WALLET WALLET WALLET WALLET
doors open and bang I can feel him essentially start to grab my ass and slide his hand and i elbow him and tell him to fuck off but as I do this the other guy is also getting off and leans into me and I briefly lose my balance
it all happens very quickly but as I get straightened, I’m very aware - and pleased - i still have my wallet!
i proudly tell my partner i avoided being mugged just as there is a massive commotion on the platform
the two guys have been arrested by plain clothes cops as soon as they got off the train. they’re also struggling and making a lot of noise.
one of the cops is the cute bearded guy (!!!) who it turns out definitely wasn’t flirting with me but was instead just looking at me wondering how I could be such a giant fucking idioot
I try to tell them I still have my wallet but he then takes my phone off the guys and holds it up and asks if it’s mine
yes I spent so much time thinking wallet wallet wallet i didn’t notice the other guy push into me and lift my phone.
anyway we have to follow the cops with them and bc it was a struggle to arrest them we have to go to a station uptown. every parisian we pass leaving the train is looking at me now the way the cop did: u stupid fucking tourist
they load us into a police van WITH THE SUSPECTS IN HANDCUFFS as we all together speed through the streets of paris with the siren on
my partner later tells me he was wondering how secure french handcuffs are
i am laughing like a maniac tho, realising i never asked to see anyone’s badges and hoping this isn’t an even more elaborate plot to steal all our stuff and kidnap us a la “Taken”

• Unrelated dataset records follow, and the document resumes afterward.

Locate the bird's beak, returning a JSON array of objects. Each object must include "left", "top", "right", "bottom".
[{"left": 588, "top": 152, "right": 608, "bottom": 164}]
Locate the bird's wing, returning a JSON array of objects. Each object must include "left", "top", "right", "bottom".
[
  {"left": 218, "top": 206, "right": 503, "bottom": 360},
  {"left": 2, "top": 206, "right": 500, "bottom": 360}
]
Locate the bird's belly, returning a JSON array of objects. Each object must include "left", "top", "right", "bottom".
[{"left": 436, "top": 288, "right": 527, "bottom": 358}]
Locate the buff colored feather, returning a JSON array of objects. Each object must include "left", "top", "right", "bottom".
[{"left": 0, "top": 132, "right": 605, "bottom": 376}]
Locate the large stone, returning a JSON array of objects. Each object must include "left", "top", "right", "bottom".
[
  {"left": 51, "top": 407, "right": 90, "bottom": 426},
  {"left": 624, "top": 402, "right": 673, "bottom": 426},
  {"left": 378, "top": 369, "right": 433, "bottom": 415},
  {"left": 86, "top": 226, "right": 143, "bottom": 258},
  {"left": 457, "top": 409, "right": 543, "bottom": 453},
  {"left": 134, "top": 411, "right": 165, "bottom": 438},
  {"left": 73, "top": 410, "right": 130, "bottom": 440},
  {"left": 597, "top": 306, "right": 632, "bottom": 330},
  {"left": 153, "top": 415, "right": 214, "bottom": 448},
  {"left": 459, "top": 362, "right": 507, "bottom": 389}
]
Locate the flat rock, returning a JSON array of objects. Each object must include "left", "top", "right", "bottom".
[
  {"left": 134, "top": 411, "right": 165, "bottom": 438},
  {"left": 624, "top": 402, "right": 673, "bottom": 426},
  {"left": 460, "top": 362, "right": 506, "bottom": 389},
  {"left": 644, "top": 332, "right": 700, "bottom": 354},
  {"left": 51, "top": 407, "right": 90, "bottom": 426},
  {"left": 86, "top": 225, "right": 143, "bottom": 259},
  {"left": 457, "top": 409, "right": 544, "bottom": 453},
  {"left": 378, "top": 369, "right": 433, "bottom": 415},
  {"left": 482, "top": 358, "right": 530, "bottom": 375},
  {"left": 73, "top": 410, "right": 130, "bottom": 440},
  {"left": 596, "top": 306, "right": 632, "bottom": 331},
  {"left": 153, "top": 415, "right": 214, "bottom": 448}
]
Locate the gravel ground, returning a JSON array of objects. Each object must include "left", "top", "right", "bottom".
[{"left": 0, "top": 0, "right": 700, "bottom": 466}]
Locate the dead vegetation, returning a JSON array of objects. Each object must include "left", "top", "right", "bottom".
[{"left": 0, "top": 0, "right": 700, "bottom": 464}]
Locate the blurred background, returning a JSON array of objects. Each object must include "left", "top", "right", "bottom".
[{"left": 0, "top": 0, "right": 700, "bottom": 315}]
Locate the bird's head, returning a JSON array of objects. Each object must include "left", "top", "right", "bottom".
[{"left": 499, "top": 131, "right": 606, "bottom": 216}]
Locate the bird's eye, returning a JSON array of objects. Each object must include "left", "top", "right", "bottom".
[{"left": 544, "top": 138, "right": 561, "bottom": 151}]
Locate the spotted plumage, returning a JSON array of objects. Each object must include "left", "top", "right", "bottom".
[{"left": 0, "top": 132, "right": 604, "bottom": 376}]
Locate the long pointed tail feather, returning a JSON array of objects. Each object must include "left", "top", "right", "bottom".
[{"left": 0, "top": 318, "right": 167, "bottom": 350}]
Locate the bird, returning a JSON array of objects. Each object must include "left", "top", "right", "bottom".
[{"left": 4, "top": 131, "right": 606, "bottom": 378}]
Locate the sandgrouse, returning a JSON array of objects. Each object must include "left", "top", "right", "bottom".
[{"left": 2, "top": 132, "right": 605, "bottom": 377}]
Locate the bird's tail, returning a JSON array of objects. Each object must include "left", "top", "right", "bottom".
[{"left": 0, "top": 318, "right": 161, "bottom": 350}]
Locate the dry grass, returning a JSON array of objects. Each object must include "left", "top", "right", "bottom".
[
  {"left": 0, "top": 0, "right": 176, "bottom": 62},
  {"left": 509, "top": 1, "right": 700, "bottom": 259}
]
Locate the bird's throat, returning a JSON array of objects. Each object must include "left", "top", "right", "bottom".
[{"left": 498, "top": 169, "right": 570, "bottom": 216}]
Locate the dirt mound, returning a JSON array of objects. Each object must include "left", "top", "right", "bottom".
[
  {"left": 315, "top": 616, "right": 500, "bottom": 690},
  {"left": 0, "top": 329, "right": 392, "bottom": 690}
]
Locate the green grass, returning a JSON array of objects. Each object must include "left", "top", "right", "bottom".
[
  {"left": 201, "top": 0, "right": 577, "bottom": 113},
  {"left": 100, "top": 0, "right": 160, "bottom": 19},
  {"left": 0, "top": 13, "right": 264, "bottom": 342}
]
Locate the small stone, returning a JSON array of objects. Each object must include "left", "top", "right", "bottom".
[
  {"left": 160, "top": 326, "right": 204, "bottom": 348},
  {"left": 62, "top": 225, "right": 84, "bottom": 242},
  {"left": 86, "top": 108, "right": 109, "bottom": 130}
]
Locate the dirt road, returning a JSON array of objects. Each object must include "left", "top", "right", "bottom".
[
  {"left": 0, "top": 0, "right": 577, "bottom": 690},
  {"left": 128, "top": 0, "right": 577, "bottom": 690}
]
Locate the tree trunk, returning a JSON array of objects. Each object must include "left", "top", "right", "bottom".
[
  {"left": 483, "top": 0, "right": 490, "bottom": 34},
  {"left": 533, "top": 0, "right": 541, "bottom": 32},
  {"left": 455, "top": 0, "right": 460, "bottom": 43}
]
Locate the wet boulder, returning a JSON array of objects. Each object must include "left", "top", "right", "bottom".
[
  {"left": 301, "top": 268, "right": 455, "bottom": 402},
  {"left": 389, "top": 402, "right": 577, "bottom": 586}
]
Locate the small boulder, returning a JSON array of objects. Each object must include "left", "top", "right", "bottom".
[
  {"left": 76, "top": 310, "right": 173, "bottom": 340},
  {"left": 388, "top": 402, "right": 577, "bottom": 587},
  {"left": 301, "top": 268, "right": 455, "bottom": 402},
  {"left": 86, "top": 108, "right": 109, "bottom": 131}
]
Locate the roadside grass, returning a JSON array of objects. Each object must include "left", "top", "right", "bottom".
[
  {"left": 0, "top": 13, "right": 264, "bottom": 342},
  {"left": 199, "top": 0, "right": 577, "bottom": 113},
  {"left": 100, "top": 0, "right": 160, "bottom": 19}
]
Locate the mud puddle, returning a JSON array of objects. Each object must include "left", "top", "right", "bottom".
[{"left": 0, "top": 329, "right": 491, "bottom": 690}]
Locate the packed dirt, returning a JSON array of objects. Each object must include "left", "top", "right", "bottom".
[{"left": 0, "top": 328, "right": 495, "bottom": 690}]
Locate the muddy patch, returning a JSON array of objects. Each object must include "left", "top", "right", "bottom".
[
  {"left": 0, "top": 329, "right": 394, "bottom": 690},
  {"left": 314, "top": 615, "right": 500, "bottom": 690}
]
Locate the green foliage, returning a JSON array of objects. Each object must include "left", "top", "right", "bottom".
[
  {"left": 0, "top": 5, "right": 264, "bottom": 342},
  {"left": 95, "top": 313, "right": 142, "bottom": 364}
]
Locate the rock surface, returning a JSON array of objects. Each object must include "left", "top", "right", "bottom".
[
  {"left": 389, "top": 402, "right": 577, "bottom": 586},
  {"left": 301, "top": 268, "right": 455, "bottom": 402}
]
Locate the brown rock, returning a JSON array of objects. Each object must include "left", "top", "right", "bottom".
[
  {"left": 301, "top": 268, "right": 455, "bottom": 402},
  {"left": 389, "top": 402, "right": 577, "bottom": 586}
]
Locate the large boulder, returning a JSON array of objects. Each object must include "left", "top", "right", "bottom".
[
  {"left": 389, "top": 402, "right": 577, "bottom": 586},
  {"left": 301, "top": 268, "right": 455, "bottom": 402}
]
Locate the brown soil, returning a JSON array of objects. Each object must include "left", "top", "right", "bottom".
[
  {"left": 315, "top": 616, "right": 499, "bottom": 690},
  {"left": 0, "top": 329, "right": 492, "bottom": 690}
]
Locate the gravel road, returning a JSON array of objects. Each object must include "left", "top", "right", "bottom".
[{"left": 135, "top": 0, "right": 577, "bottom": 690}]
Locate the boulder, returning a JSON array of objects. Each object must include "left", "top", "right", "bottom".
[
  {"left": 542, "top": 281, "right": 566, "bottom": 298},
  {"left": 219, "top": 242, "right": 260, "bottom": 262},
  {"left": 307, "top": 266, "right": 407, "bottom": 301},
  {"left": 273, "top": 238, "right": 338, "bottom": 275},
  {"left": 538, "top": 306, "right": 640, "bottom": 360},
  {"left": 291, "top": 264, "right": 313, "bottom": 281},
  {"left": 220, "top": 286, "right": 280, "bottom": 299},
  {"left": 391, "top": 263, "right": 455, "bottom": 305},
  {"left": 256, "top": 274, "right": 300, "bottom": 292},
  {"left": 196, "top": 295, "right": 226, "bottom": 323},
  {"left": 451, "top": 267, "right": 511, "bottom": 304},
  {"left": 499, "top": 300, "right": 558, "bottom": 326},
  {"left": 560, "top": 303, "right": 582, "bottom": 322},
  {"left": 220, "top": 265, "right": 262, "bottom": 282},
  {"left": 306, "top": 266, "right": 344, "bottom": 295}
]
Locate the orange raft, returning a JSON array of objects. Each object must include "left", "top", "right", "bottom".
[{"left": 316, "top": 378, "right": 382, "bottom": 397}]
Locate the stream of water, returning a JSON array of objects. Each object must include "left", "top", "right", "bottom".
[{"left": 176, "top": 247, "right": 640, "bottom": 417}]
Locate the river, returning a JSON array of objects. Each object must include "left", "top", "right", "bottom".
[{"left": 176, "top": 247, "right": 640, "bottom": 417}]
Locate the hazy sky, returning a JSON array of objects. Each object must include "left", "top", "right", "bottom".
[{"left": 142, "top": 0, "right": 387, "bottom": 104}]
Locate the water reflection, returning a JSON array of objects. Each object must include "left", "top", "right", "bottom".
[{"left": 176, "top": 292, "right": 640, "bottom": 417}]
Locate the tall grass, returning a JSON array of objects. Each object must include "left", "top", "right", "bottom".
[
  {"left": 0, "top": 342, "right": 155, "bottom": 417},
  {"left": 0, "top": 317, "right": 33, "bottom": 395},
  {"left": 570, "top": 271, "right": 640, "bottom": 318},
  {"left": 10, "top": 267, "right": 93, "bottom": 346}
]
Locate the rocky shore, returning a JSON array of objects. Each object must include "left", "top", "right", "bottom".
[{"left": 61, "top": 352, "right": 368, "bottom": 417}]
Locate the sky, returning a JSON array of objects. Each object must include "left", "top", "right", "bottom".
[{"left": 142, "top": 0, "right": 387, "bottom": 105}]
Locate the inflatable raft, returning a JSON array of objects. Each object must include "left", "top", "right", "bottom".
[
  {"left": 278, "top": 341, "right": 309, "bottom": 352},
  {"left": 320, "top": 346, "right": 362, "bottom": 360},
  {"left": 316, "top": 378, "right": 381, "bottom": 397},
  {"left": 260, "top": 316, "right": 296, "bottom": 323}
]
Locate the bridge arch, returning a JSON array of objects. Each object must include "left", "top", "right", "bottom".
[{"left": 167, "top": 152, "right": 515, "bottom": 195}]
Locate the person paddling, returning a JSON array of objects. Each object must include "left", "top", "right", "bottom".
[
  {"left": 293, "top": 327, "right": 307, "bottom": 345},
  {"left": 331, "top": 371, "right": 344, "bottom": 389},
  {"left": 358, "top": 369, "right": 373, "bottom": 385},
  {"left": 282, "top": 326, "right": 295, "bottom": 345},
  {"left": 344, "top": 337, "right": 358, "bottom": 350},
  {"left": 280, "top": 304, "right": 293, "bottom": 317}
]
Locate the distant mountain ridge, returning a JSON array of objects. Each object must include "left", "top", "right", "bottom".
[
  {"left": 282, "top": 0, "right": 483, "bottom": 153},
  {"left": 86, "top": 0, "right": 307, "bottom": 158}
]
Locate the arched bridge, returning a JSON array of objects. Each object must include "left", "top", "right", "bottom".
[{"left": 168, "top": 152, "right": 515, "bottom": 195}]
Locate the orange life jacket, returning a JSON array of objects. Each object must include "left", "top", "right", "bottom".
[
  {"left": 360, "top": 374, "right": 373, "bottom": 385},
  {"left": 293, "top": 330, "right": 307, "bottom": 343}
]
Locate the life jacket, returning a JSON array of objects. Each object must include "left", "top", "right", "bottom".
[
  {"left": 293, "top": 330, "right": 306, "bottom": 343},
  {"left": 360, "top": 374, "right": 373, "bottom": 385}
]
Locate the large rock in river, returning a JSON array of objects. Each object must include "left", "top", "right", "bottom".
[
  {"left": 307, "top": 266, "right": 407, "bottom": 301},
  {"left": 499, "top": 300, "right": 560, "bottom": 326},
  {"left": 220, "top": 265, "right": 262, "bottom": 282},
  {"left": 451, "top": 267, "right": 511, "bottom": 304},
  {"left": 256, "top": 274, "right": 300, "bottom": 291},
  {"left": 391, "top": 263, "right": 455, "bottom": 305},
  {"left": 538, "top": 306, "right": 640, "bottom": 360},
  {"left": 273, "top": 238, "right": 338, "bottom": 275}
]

anyway it’s all legit and my first few hrs in France are spent in a drab police centre filling out paper work
but the best part was when we got there the woman at the desk asked calmly “vous êtes les victims?” and i am for some reason amused by this and respond OUI JE SUIS VICTIM!!!
so yes don’t be like me and carry your things in your back pocket and then not move them despite thinking for several minutes you’re being pickpocketed
don’t also misinterpret an undercover cop’s silent stare at you imploring you not to be such a fucking moron as flirting
please listen to my expert advice, friends, bc JE SUIS VICTIM!!!